FETÖ’ye kanıt istiyor!
Merkel, PKK ve FETÖ konusunda şunları söyledi: PKK Almanya’da yasaklanmıştır. FETÖ konusunda Türkiye’nin tabı ki savlarını son derece ciddiye alıyoruz ama daha çok bilgiye ihtiyacımız var, nesnel bulguya ihtiyacımız var. PKK ile aynı seviyede ele almamız için daha çok kanıta ihtiyacımız var. Almanya’da da aranan kişiler var. Henüz bazı vakalarda başarılı olamadık. Bazı insanların Almanya’da olup olmadığından da emin değiliz, araştırmalar devam ediyor.
‘Can Dündar ajandır’
Basın toplantısının merakla beklenen konularından biri, MİT tır’larıyla ilgili bilgileri yayınlaması nedeniyle yargılanırken Almanya’ya kaçan Can Dündar’ın toplantıya katılıp katılmayacağıydı. Dündar, Alman Cumhurbaşkanı’nın ricası üzerine basın toplantısının iptal olmaması için katılmaktan vazgeçtiğini duyurdu. Basın toplantısında Dündar ile ilgili soru üzerine Merkel, “Kendisiyle ilgili sayın cumhurbaşkanı ile farklı görüşlerin olduğunu teyit edebilirim” ifadesini kullandı. Erdoğan, ise şöyle konuştu: Can Dündar’ın bir ajan olduğunu, devletin sırlarını ifşa etme durumunda olan bir kişi olduğunu ve bunun 5 yıl 10 aya mahkum edildiğini biliyorsunuzdur. 5 yıl 10 aya mahkum olan bir kişi, kaçarak Almanya’ya gelmiştir. Şu anda bu kişi Türk yargısına göre bir mahkumdur ve 5 yıl 10 ay mahkumiyeti vardır, ajandır. Devletin sırlarını ifşa etmiştir. Hiçbir ülkede devletlerin sırları ifşa edilmez, suç teşkil eder. Bir diğer konu biz Almanya ile suçluların iadesi anlaşması yapmış bir ülkeyiz. Bizim böyle bir suçluyu iadesini istemek en doğal hakkımızdır. Bir Alman hakikaten burada yargılanmış mahkum olmuşsa, bizden Almanya isteyebilir. Böyle bir şey benim başıma gelse, ben veririm, hiç bakmam.

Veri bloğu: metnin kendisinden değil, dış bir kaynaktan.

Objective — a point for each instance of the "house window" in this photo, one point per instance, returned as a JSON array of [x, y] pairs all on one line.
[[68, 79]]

Eski MİT’çi Altaylı’yı sordular!
BASIN toplantısında gündeme gelen konulardan biri de Enver Altaylı ile ilgili soru oldu. Cumhurbaşkanı Erdoğan hem Alman hem Türk yargılarının bağımsız olduğunu hatırlatarak şöyle konuştu: Acaba ben sorsam Enver Altaylı’yı tanır mısınız diye... Geçmişinde bu kişinin neler olduğunu bilir misiniz diye. Türkiye’nin istihbarat sistemi içinde de dolaylı olarak yer aldığını bilir misiniz diye sorsam... Türk yargısı bu kişiyi acaba niçin tutuklamış? Onun için biz yargıya saygı duymak zorundayız.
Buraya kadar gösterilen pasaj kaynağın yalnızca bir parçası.